Advisors report selling products from an average of 2.2 living benefits companies in 2021, unchanged from prior years. The most frequently sold carriers include Manulife, Canada Life, RBC Insurance and iA Financial. When choosing between carriers, dimensions like fast/efficient underwriting, flexible underwriting processes and in-force policy servicing are table stakes – carriers are expected to perform well on these dimensions and companies that are overly restrictive or offer poor service are simply dropped by advisors.

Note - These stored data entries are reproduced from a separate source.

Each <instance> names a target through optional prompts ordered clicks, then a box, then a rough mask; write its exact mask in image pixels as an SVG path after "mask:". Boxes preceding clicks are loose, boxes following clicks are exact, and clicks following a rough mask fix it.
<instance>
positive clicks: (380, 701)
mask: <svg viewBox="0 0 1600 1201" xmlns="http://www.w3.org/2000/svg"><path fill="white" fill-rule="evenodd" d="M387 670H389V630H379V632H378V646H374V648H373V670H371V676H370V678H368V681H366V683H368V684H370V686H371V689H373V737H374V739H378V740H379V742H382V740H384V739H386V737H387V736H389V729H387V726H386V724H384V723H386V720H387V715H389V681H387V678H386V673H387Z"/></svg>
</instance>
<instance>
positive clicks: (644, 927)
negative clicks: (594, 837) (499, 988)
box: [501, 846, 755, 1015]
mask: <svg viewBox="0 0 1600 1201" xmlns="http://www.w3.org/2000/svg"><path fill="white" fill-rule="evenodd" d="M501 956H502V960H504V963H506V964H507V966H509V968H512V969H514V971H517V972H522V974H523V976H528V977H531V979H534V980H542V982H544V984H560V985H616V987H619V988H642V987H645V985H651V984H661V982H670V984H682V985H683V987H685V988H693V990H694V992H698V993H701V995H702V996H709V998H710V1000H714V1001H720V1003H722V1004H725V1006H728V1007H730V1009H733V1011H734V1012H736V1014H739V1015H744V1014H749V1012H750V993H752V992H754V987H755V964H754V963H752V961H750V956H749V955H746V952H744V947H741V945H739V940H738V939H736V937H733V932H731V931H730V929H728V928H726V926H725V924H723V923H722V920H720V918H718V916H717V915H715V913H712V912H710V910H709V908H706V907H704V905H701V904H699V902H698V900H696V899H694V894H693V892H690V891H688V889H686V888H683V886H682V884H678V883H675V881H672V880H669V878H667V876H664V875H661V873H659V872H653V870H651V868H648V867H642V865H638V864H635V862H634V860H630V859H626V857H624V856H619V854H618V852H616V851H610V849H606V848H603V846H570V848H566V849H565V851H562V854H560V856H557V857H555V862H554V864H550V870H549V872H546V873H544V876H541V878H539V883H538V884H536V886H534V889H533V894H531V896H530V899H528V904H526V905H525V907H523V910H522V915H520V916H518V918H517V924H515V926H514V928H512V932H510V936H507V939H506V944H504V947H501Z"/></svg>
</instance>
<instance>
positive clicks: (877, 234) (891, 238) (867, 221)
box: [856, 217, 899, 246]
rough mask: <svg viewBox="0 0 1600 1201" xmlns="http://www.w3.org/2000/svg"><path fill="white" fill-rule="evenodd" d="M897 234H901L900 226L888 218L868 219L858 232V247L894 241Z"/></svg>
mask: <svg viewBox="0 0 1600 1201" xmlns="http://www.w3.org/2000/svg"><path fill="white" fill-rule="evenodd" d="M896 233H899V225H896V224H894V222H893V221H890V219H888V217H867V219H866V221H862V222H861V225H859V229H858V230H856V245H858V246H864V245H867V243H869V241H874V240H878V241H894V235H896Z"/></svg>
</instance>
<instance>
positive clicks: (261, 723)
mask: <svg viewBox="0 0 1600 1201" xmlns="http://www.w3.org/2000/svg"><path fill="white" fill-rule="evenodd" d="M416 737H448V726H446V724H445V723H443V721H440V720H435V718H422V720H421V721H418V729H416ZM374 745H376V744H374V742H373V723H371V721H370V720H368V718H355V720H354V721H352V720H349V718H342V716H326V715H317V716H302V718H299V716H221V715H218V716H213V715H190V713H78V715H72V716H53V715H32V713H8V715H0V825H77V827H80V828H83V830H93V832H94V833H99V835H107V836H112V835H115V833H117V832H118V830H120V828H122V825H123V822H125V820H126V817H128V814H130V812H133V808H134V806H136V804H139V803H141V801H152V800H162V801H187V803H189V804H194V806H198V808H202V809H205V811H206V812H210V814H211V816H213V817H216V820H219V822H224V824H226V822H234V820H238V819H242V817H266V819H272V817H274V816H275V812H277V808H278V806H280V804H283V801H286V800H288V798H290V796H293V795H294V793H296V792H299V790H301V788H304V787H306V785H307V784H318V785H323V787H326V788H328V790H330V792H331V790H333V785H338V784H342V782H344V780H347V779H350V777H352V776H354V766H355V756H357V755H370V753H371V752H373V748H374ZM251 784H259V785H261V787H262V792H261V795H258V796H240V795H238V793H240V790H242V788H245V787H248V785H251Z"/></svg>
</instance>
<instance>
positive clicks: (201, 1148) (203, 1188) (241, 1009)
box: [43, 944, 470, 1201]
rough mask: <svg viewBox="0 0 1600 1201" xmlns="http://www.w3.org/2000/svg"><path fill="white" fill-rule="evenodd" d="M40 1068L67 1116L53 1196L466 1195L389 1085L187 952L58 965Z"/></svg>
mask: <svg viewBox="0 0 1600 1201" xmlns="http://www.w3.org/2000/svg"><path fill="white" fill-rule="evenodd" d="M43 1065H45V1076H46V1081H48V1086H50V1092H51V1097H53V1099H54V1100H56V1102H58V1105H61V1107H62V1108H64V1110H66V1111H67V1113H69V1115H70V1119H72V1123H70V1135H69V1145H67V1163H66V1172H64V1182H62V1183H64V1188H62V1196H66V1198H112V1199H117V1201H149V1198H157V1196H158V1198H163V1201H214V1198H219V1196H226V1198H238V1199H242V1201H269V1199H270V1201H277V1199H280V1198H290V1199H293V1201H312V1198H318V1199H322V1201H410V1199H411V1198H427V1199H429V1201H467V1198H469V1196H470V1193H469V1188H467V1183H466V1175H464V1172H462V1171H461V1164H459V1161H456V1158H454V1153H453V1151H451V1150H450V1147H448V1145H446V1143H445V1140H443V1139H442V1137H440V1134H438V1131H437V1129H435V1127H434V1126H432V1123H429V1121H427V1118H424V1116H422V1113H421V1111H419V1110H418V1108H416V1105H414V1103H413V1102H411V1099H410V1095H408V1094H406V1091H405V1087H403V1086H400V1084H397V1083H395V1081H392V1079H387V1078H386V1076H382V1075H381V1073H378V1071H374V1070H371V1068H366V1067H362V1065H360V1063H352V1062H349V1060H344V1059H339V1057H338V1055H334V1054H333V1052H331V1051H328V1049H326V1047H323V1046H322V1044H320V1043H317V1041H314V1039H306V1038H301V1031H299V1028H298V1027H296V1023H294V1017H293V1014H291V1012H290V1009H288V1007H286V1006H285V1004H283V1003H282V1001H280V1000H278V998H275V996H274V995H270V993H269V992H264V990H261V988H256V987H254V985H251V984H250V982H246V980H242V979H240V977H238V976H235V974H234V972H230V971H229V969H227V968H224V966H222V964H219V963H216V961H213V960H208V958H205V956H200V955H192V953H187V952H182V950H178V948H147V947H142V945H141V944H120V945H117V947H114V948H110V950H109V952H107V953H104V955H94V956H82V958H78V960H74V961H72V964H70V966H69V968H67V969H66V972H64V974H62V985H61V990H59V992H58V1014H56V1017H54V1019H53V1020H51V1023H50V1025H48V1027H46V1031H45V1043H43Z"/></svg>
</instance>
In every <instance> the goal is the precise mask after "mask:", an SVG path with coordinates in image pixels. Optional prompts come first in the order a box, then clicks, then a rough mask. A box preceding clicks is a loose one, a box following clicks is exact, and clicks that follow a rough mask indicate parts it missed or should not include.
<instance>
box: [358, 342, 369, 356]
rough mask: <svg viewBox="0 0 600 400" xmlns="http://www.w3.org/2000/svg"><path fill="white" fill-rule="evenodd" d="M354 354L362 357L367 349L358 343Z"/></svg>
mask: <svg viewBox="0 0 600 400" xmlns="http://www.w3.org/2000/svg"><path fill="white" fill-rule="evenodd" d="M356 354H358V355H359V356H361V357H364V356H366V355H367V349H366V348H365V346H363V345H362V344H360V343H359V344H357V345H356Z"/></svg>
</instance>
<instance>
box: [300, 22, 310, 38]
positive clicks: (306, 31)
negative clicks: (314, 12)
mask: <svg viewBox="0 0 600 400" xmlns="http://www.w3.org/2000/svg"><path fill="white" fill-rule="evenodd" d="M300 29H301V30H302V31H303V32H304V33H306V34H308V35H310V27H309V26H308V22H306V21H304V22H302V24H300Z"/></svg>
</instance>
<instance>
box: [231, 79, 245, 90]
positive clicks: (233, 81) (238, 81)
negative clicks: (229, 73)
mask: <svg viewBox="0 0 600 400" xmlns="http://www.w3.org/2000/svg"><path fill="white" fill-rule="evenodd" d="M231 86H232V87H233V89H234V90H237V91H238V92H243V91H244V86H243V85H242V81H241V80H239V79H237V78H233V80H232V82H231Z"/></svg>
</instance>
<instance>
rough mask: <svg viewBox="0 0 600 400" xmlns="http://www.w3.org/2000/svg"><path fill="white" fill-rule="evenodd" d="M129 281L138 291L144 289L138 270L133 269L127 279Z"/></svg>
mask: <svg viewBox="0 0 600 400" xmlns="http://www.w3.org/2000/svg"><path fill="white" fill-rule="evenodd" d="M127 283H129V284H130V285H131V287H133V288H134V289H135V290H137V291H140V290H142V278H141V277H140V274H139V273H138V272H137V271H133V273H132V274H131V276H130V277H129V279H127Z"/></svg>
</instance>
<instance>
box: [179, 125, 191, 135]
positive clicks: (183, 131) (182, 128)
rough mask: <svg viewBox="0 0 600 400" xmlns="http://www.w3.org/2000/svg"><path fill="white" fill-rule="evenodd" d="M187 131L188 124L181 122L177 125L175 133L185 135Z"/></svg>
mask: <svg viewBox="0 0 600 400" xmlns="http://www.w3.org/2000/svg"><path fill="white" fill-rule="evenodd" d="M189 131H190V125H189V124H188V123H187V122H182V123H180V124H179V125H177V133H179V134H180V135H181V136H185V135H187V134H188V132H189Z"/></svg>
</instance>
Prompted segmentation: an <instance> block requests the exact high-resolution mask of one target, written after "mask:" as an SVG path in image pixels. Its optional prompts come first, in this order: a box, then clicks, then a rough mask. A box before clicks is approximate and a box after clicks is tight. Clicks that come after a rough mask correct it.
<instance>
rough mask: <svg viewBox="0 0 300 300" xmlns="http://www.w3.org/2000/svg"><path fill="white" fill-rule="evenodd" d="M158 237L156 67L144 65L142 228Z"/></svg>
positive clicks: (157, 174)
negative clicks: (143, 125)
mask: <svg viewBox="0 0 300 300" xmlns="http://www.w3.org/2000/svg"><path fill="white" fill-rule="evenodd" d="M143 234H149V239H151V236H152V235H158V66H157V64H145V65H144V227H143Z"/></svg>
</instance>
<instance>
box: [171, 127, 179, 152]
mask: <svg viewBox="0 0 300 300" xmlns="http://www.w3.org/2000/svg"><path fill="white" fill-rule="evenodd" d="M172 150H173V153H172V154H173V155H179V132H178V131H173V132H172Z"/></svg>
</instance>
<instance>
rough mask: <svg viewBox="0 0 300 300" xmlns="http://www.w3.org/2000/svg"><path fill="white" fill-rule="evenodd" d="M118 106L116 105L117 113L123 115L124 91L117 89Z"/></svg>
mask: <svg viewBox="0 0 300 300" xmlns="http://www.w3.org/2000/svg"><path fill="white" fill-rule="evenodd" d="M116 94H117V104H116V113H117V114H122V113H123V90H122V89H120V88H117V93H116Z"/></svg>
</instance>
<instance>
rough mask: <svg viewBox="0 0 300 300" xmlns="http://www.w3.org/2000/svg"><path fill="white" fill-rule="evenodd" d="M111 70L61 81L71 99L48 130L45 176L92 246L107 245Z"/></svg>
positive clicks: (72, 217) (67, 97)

Where carriers can stand out from competitors is in terms of the quality of products, competitive product pricing and, notably, the corporate reputation and image of the company. Companies with strong products backed by strong brands that advisors can rely upon become go-to carriers in the living benefits space. Beyond these, online tools, new business/service apps and advisor training and education materials are important drivers of sales, too.

 

Conclusions

Whether focused on investments or insurance, advisors of all types should encourage their clients to review their disability and critical illness insurance coverage to ensure they and their families are adequately protected from unexpected health issues that may impact their ability to earn an income. In doing so, advisors will find they learn more about their clients’ complete financial picture and will be seen as a partners in their clients’ well-being.
Insurance companies can support advisors in growing their practices by showcasing their disability and critical illness products within their broader lineup of living benefits offerings. Developing advisor support materials, illustrations and case studies will enable advisors to showcase their products and cement insurers’ relationships with advisors.